*********************************************************************************************************************************************************************

Espaço de comunicação que se espera interactivo, este é um instrumento que permite estar próximo de amigos,presentes e futuros, cujas contingências da vida tornam distantes mas nem por isso menos merecedores de estimas e afectos.


**********************************************************************************************************************************************************************


terça-feira, 15 de março de 2016

Estigmas e preconceitos



Ao contrário do que se verifica noutros países, em Portugal, a cultura tradicional e os meios académicos vivem de costas voltadas, mantendo entre si uma fronteira de preconceitos que contextos históricos, relativamente recentes, ajudam a perceber.
Movimentada maioritariamente por aquilo a que usualmente se chama ranchos folclóricos (e mais correto seria chamar grupos ou agrupamentos de folclore) a pesquisa e divulgação do cultura tradicional portuguesa tem-se caraterizado por uma ação quase estritamente dirigida para o espetáculo (de preferência frenético e pitoresco), surgindo, assim, a eventual investigação (quando existe), mais como um meio ocasional do que como um fim em si próprio.
Naturalmente, quando se servem propósitos de espetacularidade, o princípio da objetividade que deve presidir a qualquer pesquisa/divulgação é fortemente afetado.
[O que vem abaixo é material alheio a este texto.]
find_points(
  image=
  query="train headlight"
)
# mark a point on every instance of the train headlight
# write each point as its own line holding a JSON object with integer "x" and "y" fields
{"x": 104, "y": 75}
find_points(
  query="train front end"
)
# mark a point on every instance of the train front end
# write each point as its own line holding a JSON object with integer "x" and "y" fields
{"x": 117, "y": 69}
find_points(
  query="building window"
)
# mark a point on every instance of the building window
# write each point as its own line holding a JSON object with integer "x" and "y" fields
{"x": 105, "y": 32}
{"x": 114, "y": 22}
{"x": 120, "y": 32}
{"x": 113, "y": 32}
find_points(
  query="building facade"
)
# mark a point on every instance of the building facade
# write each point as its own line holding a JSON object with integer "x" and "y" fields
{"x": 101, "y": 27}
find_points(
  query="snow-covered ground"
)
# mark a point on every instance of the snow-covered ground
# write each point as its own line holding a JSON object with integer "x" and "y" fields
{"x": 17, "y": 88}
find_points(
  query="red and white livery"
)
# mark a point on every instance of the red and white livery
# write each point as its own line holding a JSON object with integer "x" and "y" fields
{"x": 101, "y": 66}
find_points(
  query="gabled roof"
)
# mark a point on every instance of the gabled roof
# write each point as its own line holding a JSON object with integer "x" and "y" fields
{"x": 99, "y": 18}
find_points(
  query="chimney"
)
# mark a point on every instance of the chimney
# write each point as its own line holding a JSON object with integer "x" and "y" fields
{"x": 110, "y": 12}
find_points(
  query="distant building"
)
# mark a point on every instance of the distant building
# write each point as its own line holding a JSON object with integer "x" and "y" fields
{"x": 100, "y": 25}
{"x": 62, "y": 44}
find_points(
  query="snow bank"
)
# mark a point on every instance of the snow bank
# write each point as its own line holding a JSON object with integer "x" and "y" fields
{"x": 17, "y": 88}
O rigor das pesquisas, da análise documental e dos pressupostos da divulgação, tornam-se  incipientes ou simplesmente inexistentes.
Este aspeto, aliado à opção fóssil da grande maioria do conteúdo cultural que os agrupamentos pretendem e assumem representar e, ainda, à imagem que persiste do folclore enquanto criação panfletária do Estado Novo, ajuda a explicar porquê os meios académicos olham com evidente menosprezo esta área da cultura popular.
Atitude à qual os responsáveis do movimento folclórico respondem do mesmo modo.
Não com menosprezo, mas com alheamento e desconfiança. Olhando para os académicos como corpos estranhos ao conhecimento tradicional; despojados que estão do conhecimento vivencial de experiência feito, portadores apenas do saber livresco, não fundamentado na experiência direta e pessoal.
E exteriores, ainda, ao conhecimento típico do laborioso folclorista/etnógrafo local: uma vida ao serviço de uma pesquisa quase estritamente oral, num saber descritivo, quantitativo e terminológico.
Subjacente a esta atitude existe, ainda, uma inconfessada tendência para ver os mesmos como alguém que, de uma forma ou doutra, ameaçam o estatuto dos atuais dirigentes e, em última instância, o seu precioso lugar.
Portanto, enquanto se recorre aos mesmos, esporádica e pontualmente, para prestigiar alguma realização pretensamente refletiva e analítica (quase sempre em faz de contas coloquiais ou congressionais, para compor calendário) vai-se reforçando (para consumo interno) o discurso da superioridade do saber prático e vivido face ao saber teórico e escolástico.
E, assim, vai o Folclore Português alegremente fluindo ao sabor das contingências opinativas dos seus (assim considerados) especialistas: quase sempre pomposamente denominados “conselheiros técnicos”. Personagens emergentes dos agrupamentos folclóricos; líderes locais tornados regionais ou nacionais, de forte personalidade e prosaico conhecimento.
Eis, assim, porquê a área da cultura popular que mais gente movimenta neste país e a área por excelência da produção do saber, vivem de costas voltadas.
Numa dicotomia de rejeição igualmente disparatada.
Uns deixando cada vez mais (se é que tal é possível) o objeto do seu trabalho ser menorizado e destituído de qualquer valor para lá da sua função social e lúdica.
Outros, deixando entregues a si próprios a grande massa de agentes culturais* que se debruçam, afinal, sobre as nossas raízes.
Importante seria que essa “grande massa” refletisse uma mais rigorosa análise e reflexão.
Condição em que os meios académicos deveriam ter uma importante palavra a dizer.
Desde que, naturalmente, abandonassem os preconceitos**.
E deixassem de ter uma atitude narcisística de sobranceria.
Que só lhes fica mal.

*Aliás mesmo que reduzíssemos o milhar e meio de agrupamentos ditos folclóricos à uma ou duas centenas que desempenham um verdadeiro e sistemático papel de pesquisa e divulgação da cultura local e regional, mesmo assim, esta continuariam a ser, entre nós, a área cultural que mais gente movimenta.
**Nem todos os sectores académicos partilham de tal atitude, reconheça-se. Apenas, dir-se-á, os suficientes para fazerem senso-comum.